Biography of Margaret Holmes Sisson Chambers, 1894-1983
This biographical sketch of Margaret Holmes Sisson Chambers first appeared on the Online Biographical Dictionary of the Woman Suffrage Movement in the United States and appears here by courtesy of the publisher, Alexander Street.

By Clara Hartman Brooke and Carol Pierce Undergraduate Research Fellow, Goucher College

Suffragist, labor organizer

Margaret Holmes Sisson was born April 27, 1894. Her parents were John Baird Sisson and Matti V. Wrenn. She had three brothers and one sister.

She attended Bryn Mawr Preparatory School in Baltimore before matriculating at Goucher College in 1912. At Goucher her fellow students teasingly wrote that “when Margaret came to college she came with the idea of doing good work, but not doing one other thing.” At Goucher she became involved in the College Equal Suffrage League and was appointed organizer to the first district in East Baltimore. She graduated from the college in 1916.

After graduation Margaret went to work as corresponding secretary for the Just Government League, the Baltimore suffrage organization led by Edith Houghton Hooker. Her activities included organizing Goucher and Johns Hopkins Medical students to participate in suffrage actions like poll pamphleteering.

On January 14, 1917, Margaret participated in a “Maryland Day” suffrage picket outside the White House organized by the Congressional Union. On March 3, 1917, she, with members of the Just Government League and students from Goucher College, returned to Washington D.C. for another picket. A newspaper quoted Margaret as proud to do her “bit.”

On April 15, 1917 Margaret made a third trip to the White House as part of a delegation of Baltimore suffragists petitioning President Wilson to telegraph Maryland Governor Harrington an appeal for including women’s suffrage in the upcoming session of the legislature.

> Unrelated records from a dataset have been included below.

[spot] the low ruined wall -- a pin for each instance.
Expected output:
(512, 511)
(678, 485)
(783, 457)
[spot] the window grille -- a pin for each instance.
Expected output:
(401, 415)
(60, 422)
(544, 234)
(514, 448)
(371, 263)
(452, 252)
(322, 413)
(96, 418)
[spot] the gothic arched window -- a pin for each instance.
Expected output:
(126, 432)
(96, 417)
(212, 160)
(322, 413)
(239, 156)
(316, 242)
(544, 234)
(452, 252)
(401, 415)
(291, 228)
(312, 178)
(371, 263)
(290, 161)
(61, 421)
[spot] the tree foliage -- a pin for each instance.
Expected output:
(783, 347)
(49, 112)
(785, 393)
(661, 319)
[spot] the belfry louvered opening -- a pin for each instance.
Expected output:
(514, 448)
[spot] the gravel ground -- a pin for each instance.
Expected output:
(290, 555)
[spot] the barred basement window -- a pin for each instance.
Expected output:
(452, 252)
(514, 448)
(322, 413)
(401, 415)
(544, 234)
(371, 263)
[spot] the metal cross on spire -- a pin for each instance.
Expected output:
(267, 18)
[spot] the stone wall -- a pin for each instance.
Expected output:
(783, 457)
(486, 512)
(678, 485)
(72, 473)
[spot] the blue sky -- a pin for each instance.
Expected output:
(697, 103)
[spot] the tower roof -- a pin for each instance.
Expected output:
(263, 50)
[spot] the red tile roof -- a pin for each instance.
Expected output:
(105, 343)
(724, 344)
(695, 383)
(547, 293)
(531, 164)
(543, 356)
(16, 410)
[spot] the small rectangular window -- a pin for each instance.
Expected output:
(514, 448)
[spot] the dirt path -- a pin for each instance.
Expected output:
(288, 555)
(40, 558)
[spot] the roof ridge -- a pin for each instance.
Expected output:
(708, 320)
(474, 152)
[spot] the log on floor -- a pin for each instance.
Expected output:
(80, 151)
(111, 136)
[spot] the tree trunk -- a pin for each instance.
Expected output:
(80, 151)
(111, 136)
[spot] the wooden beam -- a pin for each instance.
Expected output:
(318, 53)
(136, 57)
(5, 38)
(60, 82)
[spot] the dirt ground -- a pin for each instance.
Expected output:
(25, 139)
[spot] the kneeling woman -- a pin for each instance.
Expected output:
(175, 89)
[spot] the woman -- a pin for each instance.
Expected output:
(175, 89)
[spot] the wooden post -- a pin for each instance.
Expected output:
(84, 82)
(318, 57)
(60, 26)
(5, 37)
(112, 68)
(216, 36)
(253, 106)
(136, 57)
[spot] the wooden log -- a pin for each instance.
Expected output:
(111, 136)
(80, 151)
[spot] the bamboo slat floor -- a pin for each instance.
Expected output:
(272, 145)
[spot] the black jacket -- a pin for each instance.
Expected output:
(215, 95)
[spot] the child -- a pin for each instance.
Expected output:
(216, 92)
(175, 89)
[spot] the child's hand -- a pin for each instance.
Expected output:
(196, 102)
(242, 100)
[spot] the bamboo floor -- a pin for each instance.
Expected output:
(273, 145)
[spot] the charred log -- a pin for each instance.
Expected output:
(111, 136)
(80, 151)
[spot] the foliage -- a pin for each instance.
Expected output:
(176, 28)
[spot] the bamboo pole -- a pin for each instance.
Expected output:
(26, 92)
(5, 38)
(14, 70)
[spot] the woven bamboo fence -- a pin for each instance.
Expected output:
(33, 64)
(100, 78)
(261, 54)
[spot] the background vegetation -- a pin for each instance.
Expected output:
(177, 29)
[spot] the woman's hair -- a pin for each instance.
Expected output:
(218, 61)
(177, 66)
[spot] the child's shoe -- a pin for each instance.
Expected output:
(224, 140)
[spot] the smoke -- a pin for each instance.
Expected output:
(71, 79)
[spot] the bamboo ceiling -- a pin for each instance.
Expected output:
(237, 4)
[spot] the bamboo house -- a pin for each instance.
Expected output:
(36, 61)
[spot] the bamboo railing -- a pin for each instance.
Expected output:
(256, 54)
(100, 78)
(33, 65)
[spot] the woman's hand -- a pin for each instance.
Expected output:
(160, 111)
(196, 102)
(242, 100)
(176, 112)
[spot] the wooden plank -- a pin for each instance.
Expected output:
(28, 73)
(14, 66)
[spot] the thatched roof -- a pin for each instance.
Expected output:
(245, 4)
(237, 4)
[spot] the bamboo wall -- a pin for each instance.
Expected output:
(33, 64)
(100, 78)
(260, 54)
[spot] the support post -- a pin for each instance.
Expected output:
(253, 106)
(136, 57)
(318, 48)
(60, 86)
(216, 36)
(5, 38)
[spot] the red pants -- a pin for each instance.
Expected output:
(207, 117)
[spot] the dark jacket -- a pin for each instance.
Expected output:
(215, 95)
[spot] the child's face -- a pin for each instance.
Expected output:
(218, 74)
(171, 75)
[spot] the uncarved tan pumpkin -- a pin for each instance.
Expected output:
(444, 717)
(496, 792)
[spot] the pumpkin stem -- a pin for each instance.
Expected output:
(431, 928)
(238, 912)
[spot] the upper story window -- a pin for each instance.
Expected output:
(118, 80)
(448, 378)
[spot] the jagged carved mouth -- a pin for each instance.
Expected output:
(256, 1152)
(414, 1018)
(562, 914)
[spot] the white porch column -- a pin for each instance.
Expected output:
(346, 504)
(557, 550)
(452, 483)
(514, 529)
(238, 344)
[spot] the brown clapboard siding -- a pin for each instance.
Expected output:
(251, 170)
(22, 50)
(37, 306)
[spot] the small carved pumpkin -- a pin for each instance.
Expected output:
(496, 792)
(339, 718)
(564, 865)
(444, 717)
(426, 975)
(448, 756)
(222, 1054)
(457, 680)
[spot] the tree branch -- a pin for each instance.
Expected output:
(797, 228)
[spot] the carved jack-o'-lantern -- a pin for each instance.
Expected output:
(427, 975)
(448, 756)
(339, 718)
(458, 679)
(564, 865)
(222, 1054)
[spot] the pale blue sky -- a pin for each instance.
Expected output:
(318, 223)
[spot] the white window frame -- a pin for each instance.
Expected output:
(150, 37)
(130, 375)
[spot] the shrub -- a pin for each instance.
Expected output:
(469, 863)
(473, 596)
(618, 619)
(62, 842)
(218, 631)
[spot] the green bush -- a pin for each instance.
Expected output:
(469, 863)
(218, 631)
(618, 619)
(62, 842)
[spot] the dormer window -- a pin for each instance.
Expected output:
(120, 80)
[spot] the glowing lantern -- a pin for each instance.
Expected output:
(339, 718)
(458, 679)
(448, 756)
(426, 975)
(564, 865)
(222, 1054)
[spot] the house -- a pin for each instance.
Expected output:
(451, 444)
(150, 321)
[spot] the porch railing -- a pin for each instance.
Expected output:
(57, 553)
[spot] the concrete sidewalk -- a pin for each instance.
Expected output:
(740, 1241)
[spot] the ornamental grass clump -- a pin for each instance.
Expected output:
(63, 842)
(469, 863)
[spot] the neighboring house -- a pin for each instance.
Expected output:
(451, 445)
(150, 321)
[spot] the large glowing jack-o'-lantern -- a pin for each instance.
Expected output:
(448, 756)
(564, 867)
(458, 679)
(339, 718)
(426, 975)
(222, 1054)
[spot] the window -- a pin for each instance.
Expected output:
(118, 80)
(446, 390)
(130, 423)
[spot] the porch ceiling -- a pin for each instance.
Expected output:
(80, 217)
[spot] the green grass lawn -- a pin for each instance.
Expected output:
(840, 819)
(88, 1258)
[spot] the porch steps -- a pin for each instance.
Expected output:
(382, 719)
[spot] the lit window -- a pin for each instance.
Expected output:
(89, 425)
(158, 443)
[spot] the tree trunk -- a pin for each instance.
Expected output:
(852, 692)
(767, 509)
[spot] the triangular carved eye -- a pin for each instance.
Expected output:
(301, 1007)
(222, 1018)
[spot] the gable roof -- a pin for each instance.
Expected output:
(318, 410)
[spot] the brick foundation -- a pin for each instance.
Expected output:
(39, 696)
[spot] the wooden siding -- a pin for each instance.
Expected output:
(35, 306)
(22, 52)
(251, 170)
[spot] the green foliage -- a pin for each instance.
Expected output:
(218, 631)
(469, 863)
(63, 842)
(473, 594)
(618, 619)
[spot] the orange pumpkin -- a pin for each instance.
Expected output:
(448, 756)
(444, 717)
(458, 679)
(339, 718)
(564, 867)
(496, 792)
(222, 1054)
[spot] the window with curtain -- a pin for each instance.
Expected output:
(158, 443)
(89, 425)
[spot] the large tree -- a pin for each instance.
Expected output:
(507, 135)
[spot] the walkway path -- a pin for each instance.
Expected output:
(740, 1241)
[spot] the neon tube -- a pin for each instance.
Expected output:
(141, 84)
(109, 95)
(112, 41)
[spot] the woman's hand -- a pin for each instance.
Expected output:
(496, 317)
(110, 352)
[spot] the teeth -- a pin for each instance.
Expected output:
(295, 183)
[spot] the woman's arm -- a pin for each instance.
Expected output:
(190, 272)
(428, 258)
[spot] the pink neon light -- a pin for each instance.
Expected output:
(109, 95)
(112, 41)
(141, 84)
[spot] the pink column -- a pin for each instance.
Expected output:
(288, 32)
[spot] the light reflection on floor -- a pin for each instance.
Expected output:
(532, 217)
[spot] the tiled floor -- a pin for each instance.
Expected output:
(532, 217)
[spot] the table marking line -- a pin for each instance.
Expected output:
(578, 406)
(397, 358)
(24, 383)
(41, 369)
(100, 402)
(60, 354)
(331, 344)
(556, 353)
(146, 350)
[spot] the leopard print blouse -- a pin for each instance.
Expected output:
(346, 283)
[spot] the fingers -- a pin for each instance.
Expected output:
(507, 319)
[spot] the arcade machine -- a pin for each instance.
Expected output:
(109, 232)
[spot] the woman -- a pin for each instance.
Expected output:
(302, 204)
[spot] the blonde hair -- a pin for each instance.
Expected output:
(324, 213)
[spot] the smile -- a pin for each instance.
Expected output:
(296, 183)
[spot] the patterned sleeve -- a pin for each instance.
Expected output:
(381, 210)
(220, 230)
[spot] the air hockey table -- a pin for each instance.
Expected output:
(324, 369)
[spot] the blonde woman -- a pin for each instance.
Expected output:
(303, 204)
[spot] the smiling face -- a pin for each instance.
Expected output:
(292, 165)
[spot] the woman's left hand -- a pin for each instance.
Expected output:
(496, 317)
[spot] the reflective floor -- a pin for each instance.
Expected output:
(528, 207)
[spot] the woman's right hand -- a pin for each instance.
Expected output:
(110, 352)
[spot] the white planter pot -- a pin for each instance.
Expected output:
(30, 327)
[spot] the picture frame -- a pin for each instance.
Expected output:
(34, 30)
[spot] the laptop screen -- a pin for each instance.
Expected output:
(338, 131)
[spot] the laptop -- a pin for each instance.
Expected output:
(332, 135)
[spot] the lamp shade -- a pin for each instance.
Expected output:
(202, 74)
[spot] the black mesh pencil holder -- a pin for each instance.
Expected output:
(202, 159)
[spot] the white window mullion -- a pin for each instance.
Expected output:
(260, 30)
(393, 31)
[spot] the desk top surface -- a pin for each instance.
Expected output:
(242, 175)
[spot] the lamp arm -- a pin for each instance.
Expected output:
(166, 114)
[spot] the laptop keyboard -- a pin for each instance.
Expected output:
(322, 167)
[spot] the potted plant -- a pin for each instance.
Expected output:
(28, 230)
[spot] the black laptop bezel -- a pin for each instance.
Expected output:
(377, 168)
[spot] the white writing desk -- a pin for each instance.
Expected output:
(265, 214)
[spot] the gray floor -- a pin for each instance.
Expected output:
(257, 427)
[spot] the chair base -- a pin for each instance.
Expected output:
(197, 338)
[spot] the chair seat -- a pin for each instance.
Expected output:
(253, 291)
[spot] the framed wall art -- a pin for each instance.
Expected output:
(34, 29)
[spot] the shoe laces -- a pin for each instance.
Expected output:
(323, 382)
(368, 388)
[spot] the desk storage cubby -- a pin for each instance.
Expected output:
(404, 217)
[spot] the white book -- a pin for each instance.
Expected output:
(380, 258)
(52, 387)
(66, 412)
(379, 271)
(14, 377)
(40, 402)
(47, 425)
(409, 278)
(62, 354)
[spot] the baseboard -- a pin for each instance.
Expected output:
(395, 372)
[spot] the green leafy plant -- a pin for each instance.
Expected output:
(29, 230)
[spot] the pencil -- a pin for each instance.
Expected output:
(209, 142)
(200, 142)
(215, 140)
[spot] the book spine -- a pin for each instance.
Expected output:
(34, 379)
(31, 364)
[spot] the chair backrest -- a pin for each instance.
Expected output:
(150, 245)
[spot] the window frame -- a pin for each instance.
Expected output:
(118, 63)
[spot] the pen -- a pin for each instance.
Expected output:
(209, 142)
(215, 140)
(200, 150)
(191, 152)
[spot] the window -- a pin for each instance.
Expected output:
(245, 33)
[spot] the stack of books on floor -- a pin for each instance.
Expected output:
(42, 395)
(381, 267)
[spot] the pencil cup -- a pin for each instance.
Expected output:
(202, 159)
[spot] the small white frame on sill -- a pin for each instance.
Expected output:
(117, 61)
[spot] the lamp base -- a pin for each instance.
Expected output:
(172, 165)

After the start of World War I Margaret went to work as a stenographer for the Expeditionary Depot in Baltimore. In 1918 she began work as secretary to the secretary of the Mercantile Trust & Deposit Company in Baltimore.

She married Dr. Thomas Chambers in 1922 after the death of her sister (his former wife) Martha in 1919. They raised three children: one son and two daughters. Her daughter, Margaret Virginia Chambers, followed in her mother’s footsteps and graduated from Goucher College in 1944.

Margaret died in November 1983 having lived in Baltimore her entire life.


Details of Margaret’s early life are found in the Office of the Dean of Students Records (Special Collections & Archives, Goucher College Library). Her college years are documented in The Weekly, the college newspaper, and Donnybrook Fair, the college yearbook. Information about her work with the Just Government League and life after Goucher can be found in articles in The Sun between 1916 and 1918, Bulletin of Goucher College (Baltimore: Goucher College, 1929), census data from 1930 and 1940, and Goucher Alumnae Quarterly (Baltimore: The Alumnae Association of Goucher College, 1944).